‘The Patriot Act’ of the digital age

Malaki Lingg, Assistant Web Editor

TikTok is one of the largest social media platforms, boasting approximately one billion active users globally — eighty million of these users reside in the United States. On January 30, Congress announced its plans to investigate ByteDance, TikTok and its CEO, Shou Chew, on March 23 before the House Energy and Commerce Committee. Before the hearing, on March 7 Congress announced the RESTRICT Act — a content regulation law with huge implications. 

The RESTRICT Act is seemingly meant to protect the U.S. from foreign media containing spyware or similar dangerous properties, deeming them as national security risks. The act will allow the secretary of commerce, in collaboration with the executive branch, to “[enforce] any mitigation measure to address any risk” regarding a “current, past, or potential future transaction.” The act allows the government to investigate virtually any form of digital media from a country deemed as “opposition” and put restrictions or bans on it. 

Normally when something is inaccessible in an area or country, internet users will use VPN programs to access the media. Under the RESTRICT Act, this will no longer be feasible. Those caught by the government accessing banned content are subject to upwards of $1 million dollar in fines and/or a 20-year prison sentence. 

Though, if somebody violates the bans, how would the federal government know? The act will allow the U.S. government to investigate “gaming applications,” “desktop applications,” “webcams,” “mobile networks” and more if they are deemed to “pose an undue or unacceptable risk.” This allows the federal government to access all private digital information of whoever or whatever they deem a national security risk. 

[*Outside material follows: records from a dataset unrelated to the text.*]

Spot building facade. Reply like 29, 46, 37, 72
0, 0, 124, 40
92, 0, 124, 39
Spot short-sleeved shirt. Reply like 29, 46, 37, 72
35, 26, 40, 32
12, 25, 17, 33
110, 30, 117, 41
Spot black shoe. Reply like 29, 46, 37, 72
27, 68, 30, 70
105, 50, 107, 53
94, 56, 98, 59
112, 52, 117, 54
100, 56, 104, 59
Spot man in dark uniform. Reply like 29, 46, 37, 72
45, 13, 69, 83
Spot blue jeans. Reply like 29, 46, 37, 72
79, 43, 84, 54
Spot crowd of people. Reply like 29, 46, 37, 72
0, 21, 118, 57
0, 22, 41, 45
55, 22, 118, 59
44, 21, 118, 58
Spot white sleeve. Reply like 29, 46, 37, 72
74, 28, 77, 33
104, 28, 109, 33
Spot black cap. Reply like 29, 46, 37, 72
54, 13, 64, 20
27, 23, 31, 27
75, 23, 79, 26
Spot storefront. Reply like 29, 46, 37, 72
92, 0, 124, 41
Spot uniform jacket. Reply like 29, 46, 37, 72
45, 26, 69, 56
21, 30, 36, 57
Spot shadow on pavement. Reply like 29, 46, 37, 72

The RESTRICT Act, being proposed in tandem with the congressional hearings as a “TikTok ban,” does not even mention TikTok within the bill itself. It is not about TikTok, and it never has been. It is all about controlling the American public. While Congress has ranted in the TikTok hearings about the Communist Party of China (CCP), it is nothing but fear-mongering. 

In 2001, after 9/11, Congresspeople spouted propaganda saying that they needed to pass the Patriot Act to protect the American public from the threat of Al-Qaeda and other terroristic threats. The Patriot Act drastically increased the government’s ability to spy on its citizens while reducing its accountability. 

The RESTRICT Act is the modern Patriot Act; swap “Al-Qaeda” with “CCP” and “terrorism” with “spying” and similarities become even more apparent. The government claims this law needs to be implemented to protect the U.S. from foreign espionage, but it is just another way to surveil us. In 2001, the Patriot Act was signed into law, and history seems to always repeat itself.